Ich ließ es aber bei brieflichen Anfragen nicht bewenden und bemühte mich, auch in Familien Zutritt zu gewinnen, in denen Rösel seinerzeit verkehrt hatte. Dort hoffte ich nicht nur von ihm zu hören, sondern auch das eine oder das andere von ihm zu sehen. Ein glücklicher Zufall führte mich, gleich zuerst, in das Haus der seitdem verstorbenen Frau Geheimrätin Zimmermann, gebornen Palis, wo ich, zu meiner freudigsten Überraschung, ein ganzes Museum von Röselianas vorfand: Bilder, pompejanische Scherben und Briefe.
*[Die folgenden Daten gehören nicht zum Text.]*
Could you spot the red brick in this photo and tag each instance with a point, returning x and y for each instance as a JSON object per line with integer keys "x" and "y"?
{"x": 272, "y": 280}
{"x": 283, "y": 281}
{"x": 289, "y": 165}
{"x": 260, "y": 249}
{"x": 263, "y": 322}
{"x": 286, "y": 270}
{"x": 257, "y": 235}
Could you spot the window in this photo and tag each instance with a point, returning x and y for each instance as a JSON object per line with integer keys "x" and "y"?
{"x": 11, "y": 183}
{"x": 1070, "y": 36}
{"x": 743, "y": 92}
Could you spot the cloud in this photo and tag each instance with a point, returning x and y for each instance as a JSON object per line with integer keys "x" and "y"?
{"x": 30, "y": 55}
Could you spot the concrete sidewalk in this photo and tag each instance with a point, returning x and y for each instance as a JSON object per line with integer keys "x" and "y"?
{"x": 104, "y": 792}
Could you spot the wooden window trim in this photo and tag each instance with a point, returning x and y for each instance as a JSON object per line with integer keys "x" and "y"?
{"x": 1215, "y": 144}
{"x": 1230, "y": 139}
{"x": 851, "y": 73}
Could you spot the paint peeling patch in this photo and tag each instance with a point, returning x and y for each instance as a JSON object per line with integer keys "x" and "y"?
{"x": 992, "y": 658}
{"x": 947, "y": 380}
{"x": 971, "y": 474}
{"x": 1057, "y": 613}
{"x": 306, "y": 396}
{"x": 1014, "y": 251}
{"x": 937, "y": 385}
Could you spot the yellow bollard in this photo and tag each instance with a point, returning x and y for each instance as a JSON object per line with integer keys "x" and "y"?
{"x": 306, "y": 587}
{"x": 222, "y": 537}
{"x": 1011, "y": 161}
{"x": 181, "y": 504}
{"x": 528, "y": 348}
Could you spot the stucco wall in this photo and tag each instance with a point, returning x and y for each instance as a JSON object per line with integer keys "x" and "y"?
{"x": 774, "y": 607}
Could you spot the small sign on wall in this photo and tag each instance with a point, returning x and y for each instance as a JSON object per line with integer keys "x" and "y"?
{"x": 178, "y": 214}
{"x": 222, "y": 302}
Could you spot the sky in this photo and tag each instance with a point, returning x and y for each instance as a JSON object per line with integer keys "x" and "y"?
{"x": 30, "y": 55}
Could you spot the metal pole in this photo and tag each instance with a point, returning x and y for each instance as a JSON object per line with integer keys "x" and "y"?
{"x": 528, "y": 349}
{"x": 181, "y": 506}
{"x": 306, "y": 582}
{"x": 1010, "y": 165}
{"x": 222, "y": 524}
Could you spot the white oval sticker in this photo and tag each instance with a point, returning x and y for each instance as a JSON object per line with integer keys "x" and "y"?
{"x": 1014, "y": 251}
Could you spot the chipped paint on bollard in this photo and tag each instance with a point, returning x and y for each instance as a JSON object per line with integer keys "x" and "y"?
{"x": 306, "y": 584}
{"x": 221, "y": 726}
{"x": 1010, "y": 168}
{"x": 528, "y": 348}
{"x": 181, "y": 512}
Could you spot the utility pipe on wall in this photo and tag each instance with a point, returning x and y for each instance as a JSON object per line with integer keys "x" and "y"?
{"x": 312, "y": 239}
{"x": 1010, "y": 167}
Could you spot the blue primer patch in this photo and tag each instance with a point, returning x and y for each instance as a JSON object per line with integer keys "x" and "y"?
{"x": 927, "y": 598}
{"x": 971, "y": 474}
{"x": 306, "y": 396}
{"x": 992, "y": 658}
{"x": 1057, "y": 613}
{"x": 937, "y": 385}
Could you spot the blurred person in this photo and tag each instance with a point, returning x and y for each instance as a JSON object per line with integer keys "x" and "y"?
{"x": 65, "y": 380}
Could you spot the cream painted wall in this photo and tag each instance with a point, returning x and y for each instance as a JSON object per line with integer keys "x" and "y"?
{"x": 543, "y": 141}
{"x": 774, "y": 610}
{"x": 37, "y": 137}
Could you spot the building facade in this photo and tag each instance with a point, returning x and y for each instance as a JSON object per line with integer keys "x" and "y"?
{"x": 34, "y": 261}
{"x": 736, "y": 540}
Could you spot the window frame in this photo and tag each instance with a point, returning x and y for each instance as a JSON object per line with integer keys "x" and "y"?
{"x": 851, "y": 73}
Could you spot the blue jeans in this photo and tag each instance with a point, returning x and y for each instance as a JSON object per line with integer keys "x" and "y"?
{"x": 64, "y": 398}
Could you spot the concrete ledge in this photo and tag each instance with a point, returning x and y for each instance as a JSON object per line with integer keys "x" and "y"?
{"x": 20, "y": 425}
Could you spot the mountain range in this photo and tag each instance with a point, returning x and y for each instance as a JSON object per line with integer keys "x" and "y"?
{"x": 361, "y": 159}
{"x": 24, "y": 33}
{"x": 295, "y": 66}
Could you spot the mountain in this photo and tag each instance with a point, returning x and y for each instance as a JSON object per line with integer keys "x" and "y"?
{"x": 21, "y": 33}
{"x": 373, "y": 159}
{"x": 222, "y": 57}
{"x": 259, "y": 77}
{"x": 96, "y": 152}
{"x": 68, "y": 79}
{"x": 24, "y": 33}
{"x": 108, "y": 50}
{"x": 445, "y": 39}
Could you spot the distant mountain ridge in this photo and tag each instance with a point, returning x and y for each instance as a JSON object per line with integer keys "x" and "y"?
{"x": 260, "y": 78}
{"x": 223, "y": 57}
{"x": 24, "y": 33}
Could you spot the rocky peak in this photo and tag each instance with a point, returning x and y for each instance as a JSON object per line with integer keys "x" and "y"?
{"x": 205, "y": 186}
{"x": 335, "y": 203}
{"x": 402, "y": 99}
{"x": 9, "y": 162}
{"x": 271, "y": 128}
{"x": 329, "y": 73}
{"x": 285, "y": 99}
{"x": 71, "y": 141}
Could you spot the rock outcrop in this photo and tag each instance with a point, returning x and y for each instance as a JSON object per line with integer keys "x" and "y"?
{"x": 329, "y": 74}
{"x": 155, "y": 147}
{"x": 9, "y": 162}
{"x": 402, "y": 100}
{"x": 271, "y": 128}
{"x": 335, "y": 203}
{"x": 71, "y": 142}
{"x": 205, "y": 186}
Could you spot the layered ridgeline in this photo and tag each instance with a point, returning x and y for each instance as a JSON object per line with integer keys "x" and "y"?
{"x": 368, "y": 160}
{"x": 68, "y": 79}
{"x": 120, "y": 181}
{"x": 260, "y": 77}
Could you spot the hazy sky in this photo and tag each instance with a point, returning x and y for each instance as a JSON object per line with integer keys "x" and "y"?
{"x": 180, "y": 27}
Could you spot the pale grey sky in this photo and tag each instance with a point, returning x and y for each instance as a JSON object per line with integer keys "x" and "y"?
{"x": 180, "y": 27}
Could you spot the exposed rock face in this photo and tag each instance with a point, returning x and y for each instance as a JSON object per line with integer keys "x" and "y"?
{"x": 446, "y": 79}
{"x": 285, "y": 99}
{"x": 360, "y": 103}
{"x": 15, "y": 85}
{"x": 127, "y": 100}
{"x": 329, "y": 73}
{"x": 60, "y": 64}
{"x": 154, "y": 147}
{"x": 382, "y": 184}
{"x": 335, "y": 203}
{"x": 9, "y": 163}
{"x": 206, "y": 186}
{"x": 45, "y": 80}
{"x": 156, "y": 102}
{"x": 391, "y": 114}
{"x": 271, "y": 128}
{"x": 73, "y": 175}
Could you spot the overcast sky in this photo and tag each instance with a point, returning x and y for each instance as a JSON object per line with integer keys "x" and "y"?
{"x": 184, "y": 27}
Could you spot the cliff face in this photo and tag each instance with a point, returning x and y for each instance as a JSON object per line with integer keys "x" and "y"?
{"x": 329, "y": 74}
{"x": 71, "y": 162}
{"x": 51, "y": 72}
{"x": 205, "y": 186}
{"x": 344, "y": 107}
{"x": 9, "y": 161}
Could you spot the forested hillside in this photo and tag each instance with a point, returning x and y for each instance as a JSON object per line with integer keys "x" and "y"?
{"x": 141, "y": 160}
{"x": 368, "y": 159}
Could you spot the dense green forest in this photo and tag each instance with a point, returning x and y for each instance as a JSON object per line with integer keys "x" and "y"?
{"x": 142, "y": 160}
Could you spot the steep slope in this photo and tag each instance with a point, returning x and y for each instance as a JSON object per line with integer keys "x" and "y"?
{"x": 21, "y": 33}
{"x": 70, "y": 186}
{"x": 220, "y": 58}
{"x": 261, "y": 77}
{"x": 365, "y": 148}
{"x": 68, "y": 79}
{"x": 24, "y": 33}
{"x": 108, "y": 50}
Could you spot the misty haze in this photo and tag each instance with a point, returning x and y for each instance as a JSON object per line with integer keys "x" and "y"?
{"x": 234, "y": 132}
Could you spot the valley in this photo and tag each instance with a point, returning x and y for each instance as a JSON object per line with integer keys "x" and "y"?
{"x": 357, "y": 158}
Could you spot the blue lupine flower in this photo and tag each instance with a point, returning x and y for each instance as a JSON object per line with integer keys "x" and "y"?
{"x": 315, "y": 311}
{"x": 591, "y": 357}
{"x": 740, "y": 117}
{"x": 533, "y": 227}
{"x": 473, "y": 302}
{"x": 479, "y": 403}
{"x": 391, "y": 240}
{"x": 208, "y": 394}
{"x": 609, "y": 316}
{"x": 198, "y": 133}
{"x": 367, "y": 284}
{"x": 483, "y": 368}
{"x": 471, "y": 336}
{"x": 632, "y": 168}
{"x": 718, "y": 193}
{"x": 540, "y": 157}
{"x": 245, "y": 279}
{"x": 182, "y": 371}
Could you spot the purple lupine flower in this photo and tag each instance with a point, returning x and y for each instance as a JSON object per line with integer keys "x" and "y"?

Die Ausbeute war so reich, daß ich, aus Furcht vor einem embarras de richesse, meine Bemühungen nicht weiter fortsetzte. Denn ähnlich intime Beziehungen wie zum Hause Zimmermann Rösels Beziehungen zum Hause Zimmermann waren schon Erbstück, zweite Generation. Eigentlich befreundet war er mit den Pflegeeltern der Geheimrätin Zimmermann, der Familie Jordan, die das große, schöne Haus am Gensdarmenmarkt, Ecke der Französischen- und Markgrafenstraße bewohnte. Die weiterhin mitzuteilenden Röselschen Briefe sind denn auch fast alle an Fräulein Fanny Jordan gerichtet die später den Steuerrat Hedemann heiratete. Frau Geheimrätin Z., geborne Palis, war eine Pflegeschwester der letztgenannten Dame. unterhielt Rösel zu vielleicht zwanzig andern Häusern, unter denen hier nur die Häuser Mendelssohn, Brose, Feilner, Hotho, Decker und Hofzimmermeister Glatz genannt werden mögen.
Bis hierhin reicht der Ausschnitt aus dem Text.